Дался ей этот латинист! Она кружила вокруг него, кружила, как шахтный конь, ослепший от работы и старости и знающий один путь по кругу… По кругу. Образы латинистов-антиподов отчеканились в моем мозгу намертво. Я никогда их не видела, я вижу их до сих пор. Квадратноплечий, короткошеий Кикерон и сгорбленный, вглядывающийся в то, что под носками ботинок его враг. Вскрикивающий фальцетом первый и шепчущий басом второй. Вижу нахально выставившую вперед коленку «К» и смущенность спущенного чулка «Ц».
– Кикерона зовут Модест. Редкое имя, – бесконечно продолжает Мая. – А у Цицерона простое имя. Иван.
Мая чуяла. Или уже знала?
Даже через сорок лет я не знаю про это.
Они с Володей с пристрастием допрашивали меня: куда все-таки я буду поступать? Я лопотала что-то про химический факультет (придумала на ходу), потому что бедная моя голова ничем, кроме того, что я тоже поеду в Ростов, занята не была.
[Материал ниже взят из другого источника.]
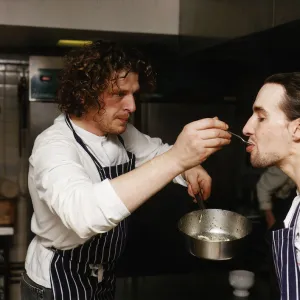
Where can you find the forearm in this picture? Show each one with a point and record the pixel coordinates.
(135, 187)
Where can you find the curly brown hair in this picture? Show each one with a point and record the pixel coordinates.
(89, 70)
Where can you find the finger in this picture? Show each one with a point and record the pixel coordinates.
(194, 184)
(216, 143)
(190, 191)
(205, 188)
(208, 123)
(214, 133)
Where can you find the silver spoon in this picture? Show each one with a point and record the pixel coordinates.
(200, 200)
(246, 142)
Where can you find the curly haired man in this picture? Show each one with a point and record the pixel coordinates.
(92, 168)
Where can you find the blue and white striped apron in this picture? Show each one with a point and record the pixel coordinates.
(285, 260)
(87, 272)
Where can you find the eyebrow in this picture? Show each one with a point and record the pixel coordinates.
(259, 109)
(118, 90)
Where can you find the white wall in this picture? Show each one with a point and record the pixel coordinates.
(137, 16)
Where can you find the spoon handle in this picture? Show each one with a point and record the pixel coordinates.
(200, 201)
Через много, много лет дочь скажет мне: «Ты всегда начинаешь не с главного. У тебя партизанская манера идти к цели задами». Но даже через столетия умная дочь мне не сможет объяснить меня самое. Был ком чувств. И он, как и полагается кому, давил. И я плющилась под ним.
Вечером я опять была в проулке. Снова набрала полные туфли угля и снова шла с вытянутыми вперед руками. Накрапывал дождь, и мы передвинулись под стреху какой-то крыши, и это полусознательное движение в сторону, в прикрытие, вдруг пронзительно осветило мне ситуацию. Как, обнявшись, мы прижимаемся к грязным доскам сарая, как прокалывает мне плечо торчащий гвоздь. Одновременность боли и наслаждения… Все в ослепительном фокусе и – немо. И я через восторг понимаю про себя – сволочь.